Clemens’ first trial began on July 13, 2011, but on the second day of testimony the judge in the case declared a mistrial after prosecutors showed the jury evidence they had previously been told by the judge not to show. The verdict from his second trial came in on June 18, 2012. Clemens was found not guilty of all charges. When all this hit the news again, a friend of mine asked, “What exactly was Roger Clemens charged with?”
Most reporters are incorrectly stating that Clemens was found innocent of six counts of perjury when, in reality, he only had two counts of perjury. The first crime listed on his indictment was for “contempt of congress.” Contempt of congress is the act of obstructing the work of the United States Congress or one of its committees. Historically the bribery of a senator or representative was considered contempt of Congress.
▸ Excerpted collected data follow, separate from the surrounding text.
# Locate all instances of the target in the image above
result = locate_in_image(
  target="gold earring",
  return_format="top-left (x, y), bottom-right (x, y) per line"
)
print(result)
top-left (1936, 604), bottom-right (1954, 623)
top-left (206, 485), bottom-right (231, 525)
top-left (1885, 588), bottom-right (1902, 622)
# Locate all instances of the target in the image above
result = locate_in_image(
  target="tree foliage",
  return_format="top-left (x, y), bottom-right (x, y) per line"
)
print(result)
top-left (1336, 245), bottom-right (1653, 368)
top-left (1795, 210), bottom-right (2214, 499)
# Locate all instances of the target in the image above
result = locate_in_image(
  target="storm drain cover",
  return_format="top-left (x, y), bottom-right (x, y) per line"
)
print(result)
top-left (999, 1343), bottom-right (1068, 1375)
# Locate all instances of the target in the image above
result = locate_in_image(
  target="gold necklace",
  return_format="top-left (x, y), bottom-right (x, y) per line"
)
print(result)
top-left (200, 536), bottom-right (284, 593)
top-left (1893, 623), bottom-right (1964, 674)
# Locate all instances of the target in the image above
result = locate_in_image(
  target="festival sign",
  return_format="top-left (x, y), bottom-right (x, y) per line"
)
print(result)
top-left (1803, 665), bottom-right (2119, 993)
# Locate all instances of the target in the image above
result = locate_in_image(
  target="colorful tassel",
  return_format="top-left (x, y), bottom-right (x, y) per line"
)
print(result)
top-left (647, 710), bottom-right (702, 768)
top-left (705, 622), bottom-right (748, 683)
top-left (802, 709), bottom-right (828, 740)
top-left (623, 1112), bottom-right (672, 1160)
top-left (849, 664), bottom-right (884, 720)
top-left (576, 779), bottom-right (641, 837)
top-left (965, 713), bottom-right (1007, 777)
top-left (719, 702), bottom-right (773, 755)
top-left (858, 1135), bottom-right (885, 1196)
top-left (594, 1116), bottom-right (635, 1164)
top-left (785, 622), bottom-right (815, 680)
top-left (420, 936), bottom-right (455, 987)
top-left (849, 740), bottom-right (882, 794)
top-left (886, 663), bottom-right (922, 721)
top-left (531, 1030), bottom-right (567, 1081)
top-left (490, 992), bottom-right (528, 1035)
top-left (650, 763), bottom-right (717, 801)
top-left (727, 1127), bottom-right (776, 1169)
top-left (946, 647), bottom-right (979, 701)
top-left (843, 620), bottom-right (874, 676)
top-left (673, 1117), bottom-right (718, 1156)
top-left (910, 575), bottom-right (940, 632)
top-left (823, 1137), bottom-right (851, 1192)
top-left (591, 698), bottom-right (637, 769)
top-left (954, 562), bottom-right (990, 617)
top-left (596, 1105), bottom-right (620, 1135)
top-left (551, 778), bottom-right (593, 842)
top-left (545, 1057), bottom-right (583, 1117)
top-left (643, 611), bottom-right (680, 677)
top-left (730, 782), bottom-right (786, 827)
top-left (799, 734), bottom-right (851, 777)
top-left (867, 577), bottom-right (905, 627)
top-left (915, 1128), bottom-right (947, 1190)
In modern times, contempt of Congress has generally applied to the refusal to comply with a subpoena issued by a Congressional committee — usually served on someone to force them to testify or produce documents.
For example, if a person receives a subpoena from Congress, and refuses to fully carry out what the subpoena orders, congress can issue a “contempt citation.” The presiding officer of the chamber is then instructed to refer the matter to the U.S. Attorney. It is then the duty of the U.S. Attorney to refer the matter to a federal grand jury for potential prosecution. The punishment for contempt of Congress includes a jail penalty is not less than one month or more than twelve months, with a potential fine.
Clemens other charges were “perjury” and “making false statements.” Perjury is the willful act of lying while under oath concerning matters material to a judicial proceeding. Therefore, the lie must be made under oath at a hearing and must affect the outcome of the hearing. For example, if a sworn witness lies about his age in court, this lie is only considered to be perjury if the man’s age affects the outcome of the case. Perjury carries a prison sentence of up to 5 years.
“Making false statements” prohibits lying to a federal officer or concealing information from a federal officer. Essentially, a “making false statements” charge is the same as a “perjury” charge without the requirement that you be under oath. To prove a “making false statements” charge, the government must show that the witness lied to a federal officer in order to “undermine functions of governmental departments and agencies.” This crime carries a fine and a prison sentence of up to 5 years, just like perjury.
After explaining all this, my friend then asked, “Why did the government spend so much time and money on THAT?” This may be the best question of all!